- - Thursday, January 5, 2012

I have a client who refinanced his jumbo loan with me about 1½ years ago. Watching the rates fall, he emailed me to ask if another refinance might be in order.

The best I could offer was 4.375 percent with no fees on a new 30-year, fixed-rate loan. This was a drop of just .25 percent from his existing rate of 4.625 percent. Because there are no closing costs, one could make an argument that he should undertake the paperwork for a new loan that would save him .25 percent. But the paperwork to do a refinance is cumbersome, so I didn’t blame him for hesitating.

Because my job is to lay out all the options, I suggested that he look at a 7/1 adjustable-rate mortgage (ARM), which carries a fixed rate for the first seven years and can adjust annually thereafter. It was only then that he told me he and his wife have fairly firm plans to retire in eight years or less, sell their existing home and relocate.

His objectives clearly are a bit different from what I had thought, and an ARM became much more compelling.

I quoted him an interest rate of 3.875 percent with no fees. After running the numbers, we found that the guaranteed savings over the first seven years would be substantial.

First, his principal-and-interest payment would drop by $353 per month during the loan’s the first seven years, saving $29,652. Additionally, because the interest rate would be lower, he would pay off the debt faster. My calculator shows that without refinancing, his balance will drop in seven years to about $523,000. If he refinanced to 3.875 percent, however, his monthly payment would drop by $353, and his balance at the end of seven years would be about $519,000.

Adding the $29,652 in payment savings to the $4,000 in extra equity would give him a total guaranteed savings of $33,652 before his interest rate could go up in year eight.

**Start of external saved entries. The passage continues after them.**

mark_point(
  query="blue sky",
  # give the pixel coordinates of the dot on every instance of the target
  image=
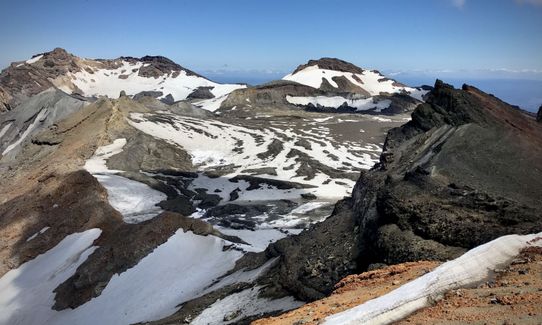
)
(499, 39)
(279, 35)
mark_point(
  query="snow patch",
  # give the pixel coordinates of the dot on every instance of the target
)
(44, 229)
(34, 59)
(362, 104)
(26, 293)
(371, 81)
(107, 82)
(97, 163)
(134, 200)
(470, 268)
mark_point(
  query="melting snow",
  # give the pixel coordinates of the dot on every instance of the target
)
(176, 271)
(108, 82)
(471, 268)
(213, 143)
(44, 229)
(371, 81)
(134, 200)
(26, 293)
(361, 104)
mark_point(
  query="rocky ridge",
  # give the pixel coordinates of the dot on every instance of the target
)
(443, 186)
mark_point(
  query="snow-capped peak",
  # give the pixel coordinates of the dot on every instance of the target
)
(346, 77)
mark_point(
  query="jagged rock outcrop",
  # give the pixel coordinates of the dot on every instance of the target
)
(154, 76)
(327, 85)
(331, 64)
(452, 178)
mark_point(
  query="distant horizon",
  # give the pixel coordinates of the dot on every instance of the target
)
(513, 88)
(253, 42)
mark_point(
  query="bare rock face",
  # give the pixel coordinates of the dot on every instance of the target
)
(331, 64)
(444, 185)
(23, 80)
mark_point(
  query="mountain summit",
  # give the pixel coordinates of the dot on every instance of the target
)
(154, 76)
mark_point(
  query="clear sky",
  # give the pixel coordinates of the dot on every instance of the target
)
(279, 35)
(255, 41)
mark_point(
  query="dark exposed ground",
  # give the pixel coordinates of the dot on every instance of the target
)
(451, 179)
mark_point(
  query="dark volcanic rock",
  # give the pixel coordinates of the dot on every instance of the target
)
(463, 171)
(153, 94)
(331, 64)
(20, 81)
(201, 93)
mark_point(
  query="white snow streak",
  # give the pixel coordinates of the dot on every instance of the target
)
(471, 268)
(34, 59)
(26, 293)
(361, 104)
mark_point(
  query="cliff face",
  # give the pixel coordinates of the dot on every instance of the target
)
(465, 170)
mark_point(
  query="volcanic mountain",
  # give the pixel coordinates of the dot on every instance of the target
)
(329, 85)
(123, 201)
(154, 76)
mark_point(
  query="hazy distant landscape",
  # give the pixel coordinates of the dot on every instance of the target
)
(307, 162)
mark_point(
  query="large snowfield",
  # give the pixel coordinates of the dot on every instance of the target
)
(110, 82)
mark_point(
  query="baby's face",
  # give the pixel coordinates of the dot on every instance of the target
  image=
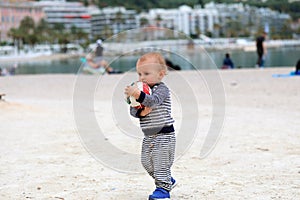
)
(149, 72)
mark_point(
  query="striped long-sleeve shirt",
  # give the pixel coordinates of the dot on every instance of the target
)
(159, 120)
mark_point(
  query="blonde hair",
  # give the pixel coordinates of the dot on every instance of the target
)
(156, 58)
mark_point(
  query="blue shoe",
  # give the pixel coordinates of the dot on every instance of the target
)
(160, 194)
(174, 182)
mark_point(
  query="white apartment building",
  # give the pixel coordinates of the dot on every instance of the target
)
(184, 19)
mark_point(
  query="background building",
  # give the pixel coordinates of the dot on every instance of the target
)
(109, 21)
(67, 13)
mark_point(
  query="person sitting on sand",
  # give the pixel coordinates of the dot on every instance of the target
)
(227, 62)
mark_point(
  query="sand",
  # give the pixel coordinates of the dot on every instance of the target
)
(257, 155)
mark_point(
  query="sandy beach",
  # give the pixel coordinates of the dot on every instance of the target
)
(256, 156)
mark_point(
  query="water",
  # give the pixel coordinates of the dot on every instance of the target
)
(187, 60)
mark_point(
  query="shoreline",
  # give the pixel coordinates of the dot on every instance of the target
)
(25, 57)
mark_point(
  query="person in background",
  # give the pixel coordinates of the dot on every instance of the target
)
(261, 50)
(227, 62)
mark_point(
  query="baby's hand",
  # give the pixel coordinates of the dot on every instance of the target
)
(145, 111)
(132, 90)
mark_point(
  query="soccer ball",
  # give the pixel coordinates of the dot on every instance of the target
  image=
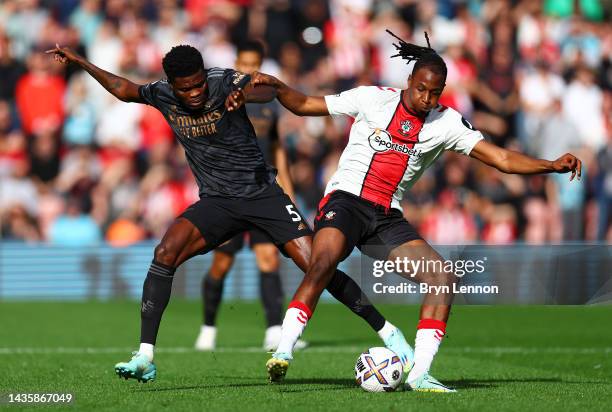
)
(378, 370)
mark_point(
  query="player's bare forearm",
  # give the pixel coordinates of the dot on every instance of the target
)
(293, 100)
(259, 94)
(510, 161)
(116, 85)
(119, 87)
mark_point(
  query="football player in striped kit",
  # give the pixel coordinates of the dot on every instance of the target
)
(395, 136)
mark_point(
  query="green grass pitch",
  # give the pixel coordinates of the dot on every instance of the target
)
(500, 358)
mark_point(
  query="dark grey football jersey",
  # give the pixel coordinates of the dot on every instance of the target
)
(221, 146)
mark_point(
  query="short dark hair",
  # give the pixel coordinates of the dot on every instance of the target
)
(182, 61)
(252, 46)
(423, 56)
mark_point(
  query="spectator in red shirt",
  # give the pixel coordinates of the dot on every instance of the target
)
(40, 95)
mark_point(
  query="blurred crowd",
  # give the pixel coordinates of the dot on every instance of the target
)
(78, 167)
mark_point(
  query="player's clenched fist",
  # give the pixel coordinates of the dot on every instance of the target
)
(568, 163)
(258, 78)
(63, 54)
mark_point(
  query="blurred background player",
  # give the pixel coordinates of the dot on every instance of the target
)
(264, 118)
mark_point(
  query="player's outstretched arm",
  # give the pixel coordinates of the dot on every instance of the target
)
(121, 88)
(509, 161)
(296, 102)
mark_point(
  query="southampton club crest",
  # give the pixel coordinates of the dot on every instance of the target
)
(405, 127)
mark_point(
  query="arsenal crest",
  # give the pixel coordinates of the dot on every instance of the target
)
(406, 127)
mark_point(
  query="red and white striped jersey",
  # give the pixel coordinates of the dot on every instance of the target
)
(389, 148)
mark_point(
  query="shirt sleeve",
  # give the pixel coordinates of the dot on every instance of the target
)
(346, 103)
(461, 136)
(233, 80)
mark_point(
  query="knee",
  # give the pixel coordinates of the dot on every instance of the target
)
(267, 261)
(166, 254)
(222, 263)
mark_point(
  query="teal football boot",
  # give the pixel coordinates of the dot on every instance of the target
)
(277, 366)
(139, 368)
(427, 383)
(397, 343)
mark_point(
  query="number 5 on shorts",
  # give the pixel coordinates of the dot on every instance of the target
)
(295, 216)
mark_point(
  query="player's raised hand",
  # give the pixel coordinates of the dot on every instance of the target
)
(63, 54)
(568, 163)
(235, 99)
(258, 78)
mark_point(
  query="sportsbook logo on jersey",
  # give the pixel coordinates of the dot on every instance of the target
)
(406, 127)
(381, 141)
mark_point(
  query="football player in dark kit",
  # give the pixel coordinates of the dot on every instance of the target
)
(264, 118)
(238, 190)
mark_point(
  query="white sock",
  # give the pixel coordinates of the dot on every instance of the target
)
(293, 326)
(426, 346)
(147, 349)
(386, 331)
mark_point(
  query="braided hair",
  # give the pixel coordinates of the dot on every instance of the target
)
(422, 56)
(182, 61)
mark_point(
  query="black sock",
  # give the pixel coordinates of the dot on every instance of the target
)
(212, 292)
(271, 292)
(346, 291)
(155, 296)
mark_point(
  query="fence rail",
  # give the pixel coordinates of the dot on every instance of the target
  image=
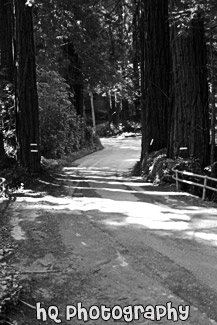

In a worst-case scenario, his rate would rise to 5.875 in the loan’s eighth year. This is 2 percent above the 3.875 percent ARM rate and just 1.25 percent above his existing 4.625 percent loan. Under the worst-case scenario, he would spend less than $6,000 in extra interest payments in year eight. So, at the end of year eight, he still would be $27,652 ahead of the game.

Based upon the objectives of these folks, an ARM clearly is a viable choice. They would have to weather a very unlikely perfect storm of events to lose money with the ARM.